SD, initially developed by Forrester [15], is a method for qualitatively describing and analysing complex systems, and quantitatively simulating system behaviour. Currently, SD has been applied in many diverse areas such as software development, strategic planning, and project management [13,23,24,30,41]. SD can be divided into two stages: qualitative and quantitative analysis. Tako and Robinson [35] state that there is a widely-held belief that SD is used mostly to model problems at a strategic level. Suryani et al. [32,33] argue that the main characteristics of SD are the existence of a complex system, the change of system behaviour from time to time, and the existence of the closed feedback loop.

Based on the above-mentioned reasons, a simulation of a system would be a better method to understand and analyze system behaviour. That is, SD is a good choice for forecasting the behaviour of a particular system. There have been several applications of the SD model in the literature. For example, Quaddus and Intrapairot [29] developed an SD-based decision support system to analyse the impact that management policies have on the diffusion of data warehouses (DW) in a large commercial bank in Thailand. Lyneis [26] developed an SD model to forecast the demand of commercial jets in the aircraft industry. Suryani et al. [32] developed an SD model to analyse and forecast future air passenger demand, based on the capacity of runways and passenger terminals, in order to support long-term growth. While the demand for air travel is difficult to forecast, it is important to use SD [26]. In addition, Chen et al. [11] proposed an SD model that simulates the management process of a power grid-related engineering project. Larsen et al. [22] argued that SD can help users to understand a service company's growth potential, as well as its limitations. Xu and Li [38] developed an SD model with fuzzy multiple objective programming, which can be used to study complex interactions in an industrial system.
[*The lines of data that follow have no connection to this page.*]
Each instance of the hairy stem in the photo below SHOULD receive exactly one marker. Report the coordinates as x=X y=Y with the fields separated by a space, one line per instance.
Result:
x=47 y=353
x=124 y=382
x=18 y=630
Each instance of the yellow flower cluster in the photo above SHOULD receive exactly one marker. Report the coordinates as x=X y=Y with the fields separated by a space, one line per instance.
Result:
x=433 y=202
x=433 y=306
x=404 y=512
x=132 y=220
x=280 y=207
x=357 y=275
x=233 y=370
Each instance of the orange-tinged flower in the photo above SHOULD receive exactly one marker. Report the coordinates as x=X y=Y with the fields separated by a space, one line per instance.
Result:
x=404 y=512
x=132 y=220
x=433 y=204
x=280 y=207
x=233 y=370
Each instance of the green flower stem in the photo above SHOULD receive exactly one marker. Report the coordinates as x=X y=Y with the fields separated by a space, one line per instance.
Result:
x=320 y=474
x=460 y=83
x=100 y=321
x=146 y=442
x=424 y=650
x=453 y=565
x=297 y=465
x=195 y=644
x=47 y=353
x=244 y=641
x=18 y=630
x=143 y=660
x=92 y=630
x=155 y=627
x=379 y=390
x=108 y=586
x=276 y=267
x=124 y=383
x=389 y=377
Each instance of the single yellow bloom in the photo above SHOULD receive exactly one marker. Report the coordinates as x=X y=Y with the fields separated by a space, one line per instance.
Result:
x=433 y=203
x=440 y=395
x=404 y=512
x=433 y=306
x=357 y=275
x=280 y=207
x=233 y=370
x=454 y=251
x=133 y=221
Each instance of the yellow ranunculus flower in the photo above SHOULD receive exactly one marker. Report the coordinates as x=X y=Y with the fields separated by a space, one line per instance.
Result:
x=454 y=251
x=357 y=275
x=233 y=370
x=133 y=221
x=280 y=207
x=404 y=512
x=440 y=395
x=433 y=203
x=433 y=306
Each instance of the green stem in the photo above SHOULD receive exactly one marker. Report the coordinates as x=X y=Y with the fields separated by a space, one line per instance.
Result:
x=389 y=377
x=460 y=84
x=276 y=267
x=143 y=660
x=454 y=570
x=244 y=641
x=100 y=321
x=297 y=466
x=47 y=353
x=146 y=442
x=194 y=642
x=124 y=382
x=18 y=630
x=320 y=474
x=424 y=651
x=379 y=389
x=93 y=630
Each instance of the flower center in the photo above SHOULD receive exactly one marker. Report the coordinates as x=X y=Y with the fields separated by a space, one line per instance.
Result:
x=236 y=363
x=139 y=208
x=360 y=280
The total cost of production should include certain elements, such as any holding and penalty costs [36]. Traditionally, the cost of holding inventory is assumed to increase linearly by a rate that is equal to a percentage of the product's value [3,7]. In addition, Liu and Li [25], Kosuch and Lisser [21], and Estevez-Fernandez [13] have all discussed the penalty cost of the total cost in their studies . Moreover, the production yield is regarded as an important factor in production planning [6,17,20,27] because a better production yield would result in lower cost losses. Furthermore, 'delivery on time' is an important issue; meeting due dates promised to customers is considered to be the most important goal of scheduling [28]. If an organisation does not meet a customer's order deadline, the organisation will decrease its competitive advantage and lose its market share. Thus meeting the delivery deadline of contracts is very important.
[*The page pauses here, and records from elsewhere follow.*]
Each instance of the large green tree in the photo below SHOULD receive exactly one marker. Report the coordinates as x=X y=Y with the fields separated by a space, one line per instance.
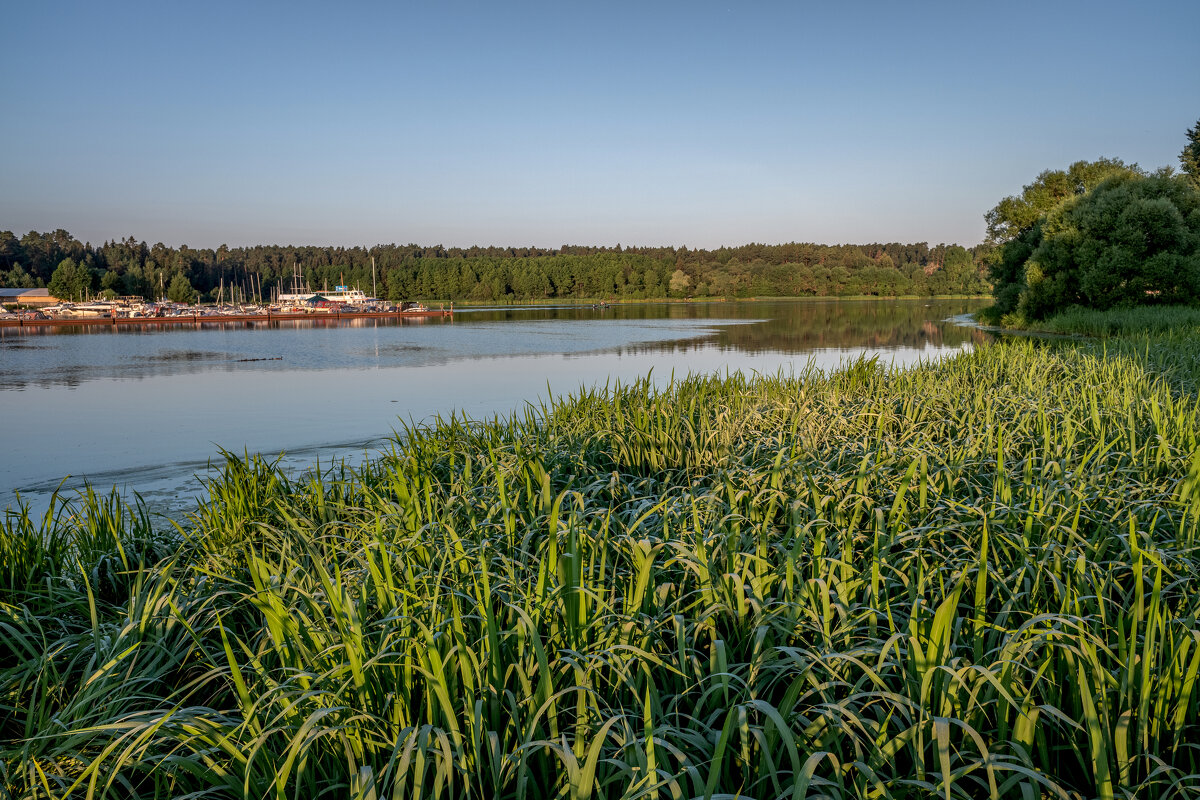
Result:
x=1133 y=240
x=1191 y=155
x=70 y=281
x=1015 y=223
x=180 y=289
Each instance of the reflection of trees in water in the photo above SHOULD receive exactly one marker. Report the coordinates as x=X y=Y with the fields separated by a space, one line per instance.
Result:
x=799 y=328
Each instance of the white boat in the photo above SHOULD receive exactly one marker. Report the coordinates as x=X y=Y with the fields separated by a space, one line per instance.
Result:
x=339 y=294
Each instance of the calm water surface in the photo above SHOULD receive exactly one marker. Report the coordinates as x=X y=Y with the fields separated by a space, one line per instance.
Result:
x=147 y=409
In the literature, several authors have considered the topic of performance improvement. For example, Schiuma et al. [31] apply a systems thinking framework to assess the dynamics of knowledge assets in improving business performance. Their framework provides a better understanding of why and how initiatives to manage knowledge assets better can be turned into value creation mechanisms with positive impacts on business performance; this is seen as fundamental to avoiding the misallocation of resources [31]. Cannon [9] discusses the robustness of inventory improvement as an indicator of overall financial performance. Xu [39] states that there are many advantages to analysing performance at the design level, rather than waiting until system testing [39]. Aburas [1] recognises that evaluating the corporate performance of a multi-business company is complicated because it should be viewed from various perspectives and has to satisfy multiple objectives. Taggart and Kienhõfer [34] propose that some commonly-used operational performance measures are on-time-delivery, inventory turns, and direct labour use. Besides, the simulation modelling is applied to investigate the concept of performance analysis [18].
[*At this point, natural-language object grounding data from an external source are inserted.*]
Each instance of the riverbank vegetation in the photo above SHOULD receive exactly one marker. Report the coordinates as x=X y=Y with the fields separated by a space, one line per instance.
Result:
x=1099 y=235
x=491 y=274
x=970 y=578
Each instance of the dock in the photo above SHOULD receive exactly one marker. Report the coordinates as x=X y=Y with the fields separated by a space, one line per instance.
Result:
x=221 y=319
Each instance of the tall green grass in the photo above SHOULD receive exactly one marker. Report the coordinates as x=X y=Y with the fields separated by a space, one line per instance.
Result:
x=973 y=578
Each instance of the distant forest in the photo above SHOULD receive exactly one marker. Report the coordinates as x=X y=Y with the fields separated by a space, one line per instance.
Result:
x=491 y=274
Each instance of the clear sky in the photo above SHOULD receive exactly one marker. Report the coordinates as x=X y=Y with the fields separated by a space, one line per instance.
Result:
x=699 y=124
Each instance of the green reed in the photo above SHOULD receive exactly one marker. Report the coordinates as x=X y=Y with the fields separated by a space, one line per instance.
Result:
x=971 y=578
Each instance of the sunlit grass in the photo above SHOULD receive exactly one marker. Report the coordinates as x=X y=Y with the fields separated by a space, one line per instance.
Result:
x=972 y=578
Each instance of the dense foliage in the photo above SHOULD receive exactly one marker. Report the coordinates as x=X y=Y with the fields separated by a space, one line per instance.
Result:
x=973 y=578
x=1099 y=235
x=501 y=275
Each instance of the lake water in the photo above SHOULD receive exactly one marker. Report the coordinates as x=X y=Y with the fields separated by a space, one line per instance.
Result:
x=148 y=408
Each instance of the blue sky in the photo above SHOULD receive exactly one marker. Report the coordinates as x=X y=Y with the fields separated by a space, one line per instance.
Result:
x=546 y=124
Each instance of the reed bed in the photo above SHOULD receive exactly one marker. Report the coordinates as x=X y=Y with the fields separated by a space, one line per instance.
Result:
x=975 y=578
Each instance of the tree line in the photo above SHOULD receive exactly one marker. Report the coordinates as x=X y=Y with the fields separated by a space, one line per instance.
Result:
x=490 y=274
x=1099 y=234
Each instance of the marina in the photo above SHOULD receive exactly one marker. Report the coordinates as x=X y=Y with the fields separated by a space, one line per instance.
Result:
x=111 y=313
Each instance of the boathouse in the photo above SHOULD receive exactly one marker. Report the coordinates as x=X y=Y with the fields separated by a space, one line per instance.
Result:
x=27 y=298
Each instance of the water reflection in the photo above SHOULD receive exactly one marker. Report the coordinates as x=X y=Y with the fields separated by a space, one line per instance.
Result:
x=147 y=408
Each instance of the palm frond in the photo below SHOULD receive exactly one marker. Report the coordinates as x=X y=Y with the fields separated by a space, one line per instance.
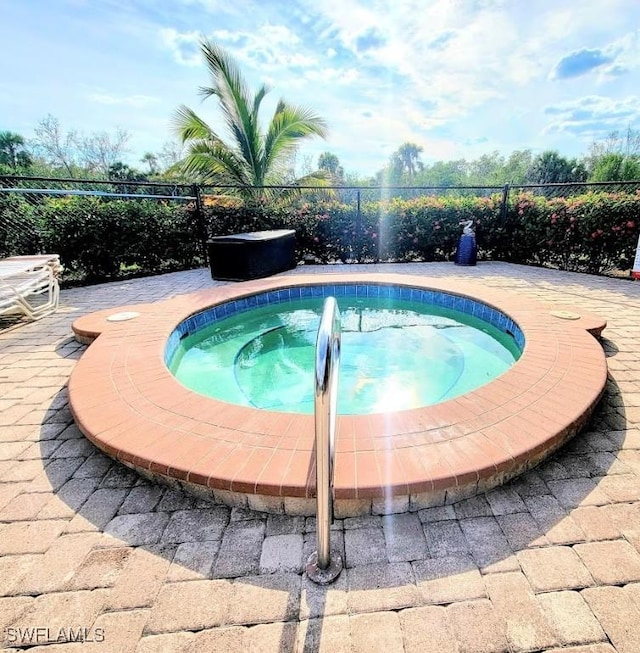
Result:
x=189 y=126
x=288 y=126
x=214 y=163
x=235 y=102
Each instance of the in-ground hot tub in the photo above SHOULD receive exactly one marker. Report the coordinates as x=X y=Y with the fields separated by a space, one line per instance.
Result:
x=125 y=400
x=402 y=348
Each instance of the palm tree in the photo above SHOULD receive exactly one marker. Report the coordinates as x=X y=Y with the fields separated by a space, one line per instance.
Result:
x=152 y=161
x=251 y=159
x=406 y=158
x=12 y=152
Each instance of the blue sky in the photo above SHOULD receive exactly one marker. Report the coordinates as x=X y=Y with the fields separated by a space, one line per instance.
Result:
x=459 y=77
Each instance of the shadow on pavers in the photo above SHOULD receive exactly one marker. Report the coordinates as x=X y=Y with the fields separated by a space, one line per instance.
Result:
x=432 y=556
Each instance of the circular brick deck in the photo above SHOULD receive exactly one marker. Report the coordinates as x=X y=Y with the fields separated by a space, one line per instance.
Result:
x=126 y=401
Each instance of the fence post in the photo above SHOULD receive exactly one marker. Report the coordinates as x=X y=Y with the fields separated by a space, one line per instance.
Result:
x=503 y=206
x=358 y=228
x=200 y=226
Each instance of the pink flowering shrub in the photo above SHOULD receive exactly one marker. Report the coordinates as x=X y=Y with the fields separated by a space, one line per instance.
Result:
x=592 y=232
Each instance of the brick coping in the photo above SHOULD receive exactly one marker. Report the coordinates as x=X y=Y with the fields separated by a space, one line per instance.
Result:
x=126 y=401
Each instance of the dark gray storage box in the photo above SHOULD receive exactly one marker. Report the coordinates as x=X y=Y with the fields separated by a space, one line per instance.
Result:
x=252 y=255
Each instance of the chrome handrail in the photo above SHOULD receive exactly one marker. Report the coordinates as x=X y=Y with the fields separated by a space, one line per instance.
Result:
x=322 y=567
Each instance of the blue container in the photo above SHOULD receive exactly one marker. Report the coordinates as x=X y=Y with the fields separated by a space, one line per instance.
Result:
x=467 y=251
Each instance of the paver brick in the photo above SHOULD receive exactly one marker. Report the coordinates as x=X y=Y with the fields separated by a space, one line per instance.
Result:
x=136 y=530
x=141 y=578
x=554 y=520
x=60 y=610
x=190 y=605
x=381 y=587
x=240 y=550
x=98 y=510
x=477 y=627
x=11 y=611
x=196 y=525
x=610 y=563
x=364 y=546
x=100 y=568
x=595 y=523
x=512 y=598
x=554 y=568
x=618 y=617
x=121 y=631
x=445 y=538
x=404 y=537
x=263 y=599
x=447 y=580
x=487 y=543
x=29 y=537
x=574 y=492
x=379 y=632
x=24 y=507
x=328 y=635
x=193 y=560
x=322 y=600
x=267 y=637
x=171 y=643
x=521 y=530
x=504 y=501
x=570 y=617
x=281 y=554
x=142 y=498
x=52 y=571
x=427 y=630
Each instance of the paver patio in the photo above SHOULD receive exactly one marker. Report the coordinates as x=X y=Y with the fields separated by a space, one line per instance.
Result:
x=93 y=557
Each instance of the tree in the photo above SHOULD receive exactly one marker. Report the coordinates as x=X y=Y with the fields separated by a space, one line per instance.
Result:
x=152 y=161
x=56 y=148
x=616 y=167
x=12 y=151
x=75 y=152
x=406 y=159
x=331 y=164
x=250 y=159
x=100 y=150
x=617 y=158
x=551 y=168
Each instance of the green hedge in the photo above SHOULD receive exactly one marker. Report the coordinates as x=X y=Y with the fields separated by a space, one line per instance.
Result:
x=104 y=239
x=99 y=239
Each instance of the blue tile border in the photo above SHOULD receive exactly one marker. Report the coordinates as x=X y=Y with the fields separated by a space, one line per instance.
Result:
x=439 y=298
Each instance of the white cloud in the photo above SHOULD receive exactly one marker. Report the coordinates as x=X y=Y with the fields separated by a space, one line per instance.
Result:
x=593 y=116
x=183 y=45
x=136 y=101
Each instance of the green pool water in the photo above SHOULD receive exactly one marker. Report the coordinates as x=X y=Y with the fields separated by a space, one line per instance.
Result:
x=396 y=355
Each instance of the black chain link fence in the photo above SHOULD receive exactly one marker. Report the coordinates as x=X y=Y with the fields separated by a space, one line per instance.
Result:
x=106 y=229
The above-mentioned studies reveal that simulation could be a good approach for predicting behaviour. By inputting different parameters and various policy scenarios, the simulation can produce different results of system behaviour. With this type of tool, an organisation can apply the forecasting behaviour to adjust its future input data or policy scenarios of an SD model, in order to meet the company's goals or customers' satisfaction.

This study conducts a behaviour prediction and sensitivity analysis of different policy scenarios for make-to-order (MTO) production, with the aim of suggesting an optimal policy. An SD model is constructed to simulate and adjust the MTO production plan in order to satisfy the customers' needs, and thus pursue a better profit and reputation. The simulation results of the proposed SD model can provide the references for adjusting the future production environment to meet such a complex and fast-changing industry environment.

 

2 MODEL DEVELOPMENT

Vensim software is used to develop the SD model and to conduct the simulation of the MTO production. The input parameter for the model is provided by the customer's needs, which links to the order quantity and desired delivery time. Based on this situation, the SD model considers the order quantity and desired delivery time as a contract request. Thus, the customer demand and contract request are provided as the input parameters in the SD model (shown in Figure 1a,b). The proposed SD model is divided into three subsystems: income/cost, order/production, and human resources (HR).

 

 

 

 

In the income/cost subsystem (Figure 1a), the delivery quantity would directly affect the shortages. In the practical application, the unit penalty cost of shortages is determined by the amount of shortages. This means that a bigger shortage might generate a higher unit penalty cost. In the case study considered in the SD model, the shortage cost per unit product is seen as a function of increase in shortages . In addition, the transportation (delivery) cost per unit product is considered as a decreasing function of delivery quantity, and holding cost is calculated by the unit product price multiplied by the holding cost rate. The total cost includes the fixed costs, HR costs, transportation (delivery) costs, holding costs, shortage (penalty) costs, and production costs. Only the income presents the revenue from selling the delivery quantity.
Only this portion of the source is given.